Zum 150. Geburtstag des Malers Ernst Bischoff-Culm

Von Alexander Kleinschrodt

Nidden auf der Kurischen Nehrung wurde berühmt als Ort der Entspannung und Inspiration, den unter anderem Max Pechstein oder Thomas Mann aufgesucht haben. Weniger bekannt ist eine der Gründungsfiguren der sogenannten Künstlerkolonie, der Maler Ernst Bischoff-Culm. Vor 150 Jahren, am 13. März 1870, wurde er – der Künstlername lässt es erahnen – im westpreußischen Kulm geboren.

Wie schreibt man eine Würdigung einer Person, von der man wenig weiß ?  Von dem Maler Ernst Bischoff-Culm sind vielleicht einige Dutzend Werke erhalten, seine Lebensdaten sind überliefert und seine Adresse in Berlin-Schöneberg, wo er Anfang des 20. Jahrhunderts lebte. Aber sonst? Ein gemaltes oder fotografisches Porträt existiert nicht, ob er Frau und Kinder hatte, wäre vielleicht in der als verschollen geltenden alten Berliner Meldekartei zu erfahren gewesen. Auch Selbstzeugnisse zum Beispiel aus Briefen scheinen nicht mehr vorhanden zu sein.

Rekonstruktionen

Die Kunsthistorikerin Johanna Cordes stieß 2015 bei den Recherchen für ihre Masterarbeit an der TU Berlin auf Ernst Bischoff­­Culm. Der „noch immer lebhafte Ruf“ des Künstlers bewog sie, sich genauer mit ihm auseinanderzusetzen: „Bis dato existierte keine Monographie über ihn, wie konnte es dazu kommen? Das Unerforschte faszinierte mich.“ Cordes trug alle auffindbaren biografischen Informationen zusammen, hat das Werk Bischoff-Culms neu gesichtet und dem Bild des Künstlers etwas klarere Konturen verliehen.

Bereits der Name Ernst Bischoff-Culm wirft Fragen auf. Johanna Cordes vermutet, dass Ernst Bischoff sich schon während des Studiums an der Berliner Akademie ab 1890 einen Künstlernamen gab, indem er seiner Identität einen Verweis auf seine Geburtsstadt hinzufügte: Aus dem in der westpreußischen Kreisstadt Culm geborenen jungen Ernst Bischoff wurde so der Kunstmaler Bischoff-Culm – „ein bei gebräuchlichen Nachnamen nicht unüblicher Vorgang“, wie Cordes anmerkt. Erinnert sei in diesem Zusammenhang lediglich an die 1864 in Thorn geborene Malerin Julie Wolf, die sich späterhin Julie Wolfthorn nannte.
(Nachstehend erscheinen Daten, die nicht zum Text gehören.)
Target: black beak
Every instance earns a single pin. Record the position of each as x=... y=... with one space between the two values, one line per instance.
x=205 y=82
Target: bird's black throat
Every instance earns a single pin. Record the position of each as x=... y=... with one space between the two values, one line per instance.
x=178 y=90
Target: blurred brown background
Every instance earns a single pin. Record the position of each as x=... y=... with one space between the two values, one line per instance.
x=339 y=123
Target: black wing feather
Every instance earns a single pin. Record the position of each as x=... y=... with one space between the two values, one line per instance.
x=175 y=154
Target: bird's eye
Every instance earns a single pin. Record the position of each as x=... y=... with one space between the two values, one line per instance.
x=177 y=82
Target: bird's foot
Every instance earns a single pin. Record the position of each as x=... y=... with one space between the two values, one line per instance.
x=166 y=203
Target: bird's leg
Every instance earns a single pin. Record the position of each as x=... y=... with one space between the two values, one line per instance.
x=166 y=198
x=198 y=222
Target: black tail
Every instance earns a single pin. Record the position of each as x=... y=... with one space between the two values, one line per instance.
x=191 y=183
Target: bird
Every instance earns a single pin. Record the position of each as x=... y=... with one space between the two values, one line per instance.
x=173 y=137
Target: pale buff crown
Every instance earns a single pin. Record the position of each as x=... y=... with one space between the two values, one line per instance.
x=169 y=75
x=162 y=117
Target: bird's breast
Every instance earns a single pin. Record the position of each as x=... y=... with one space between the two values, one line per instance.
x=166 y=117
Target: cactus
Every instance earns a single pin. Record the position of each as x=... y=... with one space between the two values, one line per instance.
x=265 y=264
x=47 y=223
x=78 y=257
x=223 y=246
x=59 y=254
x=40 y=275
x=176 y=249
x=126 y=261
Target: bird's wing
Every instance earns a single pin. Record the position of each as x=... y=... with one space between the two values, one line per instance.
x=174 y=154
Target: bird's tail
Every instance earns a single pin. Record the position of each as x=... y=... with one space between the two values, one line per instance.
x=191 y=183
Die Familie Ernst Bischoffs muss später nach Elbing gezogen sein, denn nachgewiesen ist, dass er ab 1876 dort das Gymnasium besuchte und schließlich das Abitur ablegte. Obwohl Bauwerke und Stadtansichten ansonsten nicht zu seinen bevorzugten Motiven gehörten, dokumentiert eine Veröffentlichung des Elbinger Magistrats aus den zwanziger Jahren in kleinen Schwarz-Weiß-Abbildungen zwei Ansichten der dortigen Marienkirche aus der Hand von Ernst Bischoff-Culm. Die eine zeigt eine Außenansicht, die andere den Kreuzgang der heute als Kunstgalerie genutzten ehemaligen Klosterkirche. Über den Verbleib dieser Gemälde ist nichts bekannt.

Seinem Studium in Berlin, wo Ernst Bischoff-Culm dann später auch seinen Lebensmittelpunkt hatte, und der Vervollständigung seiner Ausbildung an der privaten Académie Julian in Paris waren ab 1887 Lehrjahre an der Kunstakademie in Königsberg vorausgegangen. Um Anregungen und Motive zu finden, war es dort üblich, auf ausgedehnte Exkursionen in die Region zu gehen. Schon 1888 kam Ernst Bischoff – damals noch ohne seinen Namenszusatz Culm – so erstmals in den Ort Nidden. Auf das Fischerdorf aufmerksam gemacht hatte ihn offenbar der Tiermaler Heinrich Krüger, der in diesem Umfeld Eindrücke der dort lebenden Elche gewann, ein damals recht beliebtes Bildmotiv.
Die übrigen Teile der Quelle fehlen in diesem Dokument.